À un rythme de croisière sur autoroute, le moteur fonctionne avec douceur sous l’effet des deux arbres d’équilibrage, tout en gardant sa sonorité caractéristique. Malheureusement, il n’en va pas de même pour les rétroviseurs qui sont brouillés dans la zone critique de 90-110 km/h. À des vitesses supérieures ou inférieures, ils vont bien et bénéficient d’une bonne visibilité. Le bloc d’instrumentation n’est pas bien placé car il est nécessaire de quitter la route des yeux pour le consulter, ce qui n’est pas très recommandé.  Par contre, il est simple à lire et le bouton de sélection de fonctions (situé sur l’avant gauche du guidon) est facile à atteindre et à utiliser.

Comme prévu, la position de pilotage assez droite est efficace pour combattre la pression du vent et elle se révèle moins fatigante sur les bras que la position classique penchée vers l’arrière. La mousse ferme du siège finit par se sentir quand les kilomètres s’accumulent sans que cela soit insupportable. Heureusement, la suspension absorbe bien les bosses et le guidon présente une courbure confortable.

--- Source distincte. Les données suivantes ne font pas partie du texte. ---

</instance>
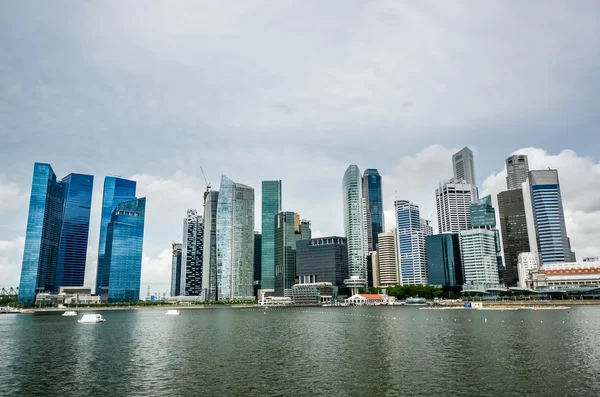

La stabilité en ligne droite est excellente et le comportement en courbe dépasse mes attentes, la 1900 maintenant sa trajectoire en courbe sans nécessiter de constantes corrections. La tête de fourche à déport, le centre de gravité bas et le large guidon travaillent ensemble pour offrir une direction assez vive et légère, malgré la largeur du pneu arrière et son long empattement. En fait, la XV répond mieux que les modèles concurrents équipés de pneus plus larges et bénéficiant d’une géométrie de direction plus agressive. La garde au sol est décente et suffisante pour la plupart des pilotes. Le seul défaut est une tendance au louvoiement sur les bosses en virage, qui résulte certainement des suspensions molles qui ont du mal à les avaler. Les légers ressorts utilisés dans la suspension avant occasionnent une plongée importante lors des freinages, tandis que le manque d’amortissement entraîne l’avant à monter et redescendre plusieurs fois après un arrêt. Les freins fonctionnent bien, même s’ils nécessitent une poignée de main vigoureuse pour un arrêt rapide. L’étrier arrière est puissant sans faire bloquer facilement la roue.

Finalement, Yamaha nous avait fait essayer une XV bien garnie en accessoires afin de les mettre en évidence. Comme promis, ils étaient très bien intégrés avec la moto et affichaient une belle finition. Vous verrez certainement des XV équipées d’accessoires sur les routes l’été prochain ! La XV, un cruiser de performance moderne, s’avère une expérience plaisante et amusante. Après tout, le choix d’Eureka comme destination finale n’était peut-être pas un hasard !
 
Pour mettre en évidence si possible :
La tête de fourche à déport, le centre de gravité bas et le large guidon travaillent ensemble pour offrir une direction assez vive et légère.

Comme prévu, la position de pilotage assez droite est efficace pour combattre la pression du vent et elle se révèle moins fatigante sur les bras que la position classique penchée vers l’arrière.